Hello Australia (and the world)!
Interview by indiefilmworld.tv
Public Voting for MRS Australia Quest is now open. Voting is quick and easy, so any votes will be appreciated :) Love xx Yolandi
CLICK BELOW, LIKE THE PAGE AND CLICK THE "VOTE" BUTTON ON MY FACE
I work as a Film Producer and Actress but feel very passionate about the topic of Women's Health.
I feel honoured to have this opportunity because it allows me to follow a passion of mine, which is doing something for charity.The charity of choice for the MRS Australia Quest is Ovarian Cancer, a cancer that affects so many women in Australia.
I am aiming to raise as much funds and awareness by the end of March 2014.
I have created this page to help raise funds but I will also be hosting events and other fundraiser activities.
How can you help
- Cash Donations on this page - to go to Ovarian Cancer
Apart from this page:
- Small gifts for attendees of any of my fundraiser events
- Small gifts I can give as incentives for cash donations
- An opportunity to host an event for “other circles” (venue, food sponsor, other ideas for events)

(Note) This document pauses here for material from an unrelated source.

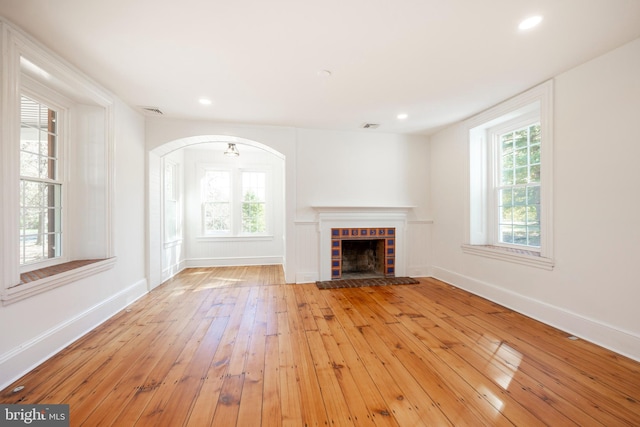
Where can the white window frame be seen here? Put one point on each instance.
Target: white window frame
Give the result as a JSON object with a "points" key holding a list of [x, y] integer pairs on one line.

- Media / Other Publicity Opportunities to create awareness
- Any other suggestions welcome
Thank you in advance!
What you'll get in return
- My appreciation and the chance to support the cause.
- Your logo will be printed in our Magazine for any cash donations over $100.

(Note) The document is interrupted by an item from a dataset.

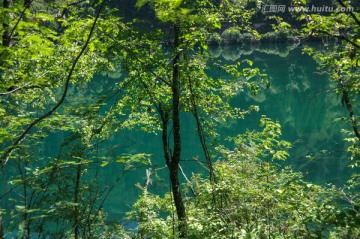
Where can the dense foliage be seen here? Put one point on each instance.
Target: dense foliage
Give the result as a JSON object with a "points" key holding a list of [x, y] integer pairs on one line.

- Your name will be printed in our Magazine with a "thank you".
- A thank you on my Facebook page, fundraiser page and any possible media articles and interviews.
- Any of the other incentives listen at the incentives page.
About Ovarian Cancer
Ovarian cancer is the leading cause of gynecological cancer deaths in Australia. Each year more than 1200 Australian women are diagnosed with 800 women will die
On average 3 Australian women are diagnosed every day. Approximately 75% of women are diagnosed at an advanced stage, where the cancer has spread and is difficult to treat successfully. Currently only 40% of women diagnosed with ovarian can-cer will be alive five years after diagnosis.

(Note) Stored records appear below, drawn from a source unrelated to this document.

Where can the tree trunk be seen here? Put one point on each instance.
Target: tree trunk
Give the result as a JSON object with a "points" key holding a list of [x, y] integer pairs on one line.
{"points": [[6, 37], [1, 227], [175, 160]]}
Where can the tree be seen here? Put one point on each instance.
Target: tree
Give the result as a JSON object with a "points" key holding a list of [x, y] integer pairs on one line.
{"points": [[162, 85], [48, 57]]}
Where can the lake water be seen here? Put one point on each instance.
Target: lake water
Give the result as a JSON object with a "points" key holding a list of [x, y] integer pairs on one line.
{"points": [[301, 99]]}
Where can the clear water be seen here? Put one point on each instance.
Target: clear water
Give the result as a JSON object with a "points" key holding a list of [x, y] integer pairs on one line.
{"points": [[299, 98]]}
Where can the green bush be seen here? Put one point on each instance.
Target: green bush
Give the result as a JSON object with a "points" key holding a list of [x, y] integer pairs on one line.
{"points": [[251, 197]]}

If ovarian cancer is diagnosed early, up to 80% of women will be alive and well after five years.
The four most commonly reported symptoms are:
Increased abdominal size or persistent bloating
Unexplained abdominal or pelvic pain
Difficulty eating or feeling full quickly
Needing to urinate often or urgently
Some women experience additional or different symptoms. You should let your doctor know if you have any other symptoms that are not usual for you these may include:
Changes in bowel habits
Unexplained weight loss or gain
Indigestion or nausea
The majority of women who experience these early symptoms do not have cancer. However, it is important that you seek medical advice if the symptoms persist. IF YOU HAVE THE ABOVE SYMPTOMS FOR MORE THAN 2 WEEKS YOU SHOULD SEE YOUR GP.
Every woman with ovarian cancer is treated as an individual case, depending on the stage of the disease and other personal factors. It is therefore very difficult to give a general prognosis.If the cancer is diagnosed and treated early, between 80-100% of patients will survive for more than five years. But only approximately 30% of women diagnosed at advanced stages will survive for more than five years. See 'How is Ovarian Cancer Treated?' for further information about survival rates.
The five year survival rate for Australian women with ovarian cancer is only about 40%
In comparison, the five year survival rate for breast cancer is about 88%
THERE IS NO SCREENING TEST FOR OVARIAN CANCER. A PAP TEST IS USED TO DETECT CERVICAL CANCER IT DOES NOT DE-TECT OVARIAN CANCER. THIS IS A COMMON MISUNDERSTANDING BY A LOT OF WOMEN AND IT IS IMPORTANT THAT WE EDUCATE WOMEN ABOUT THIS.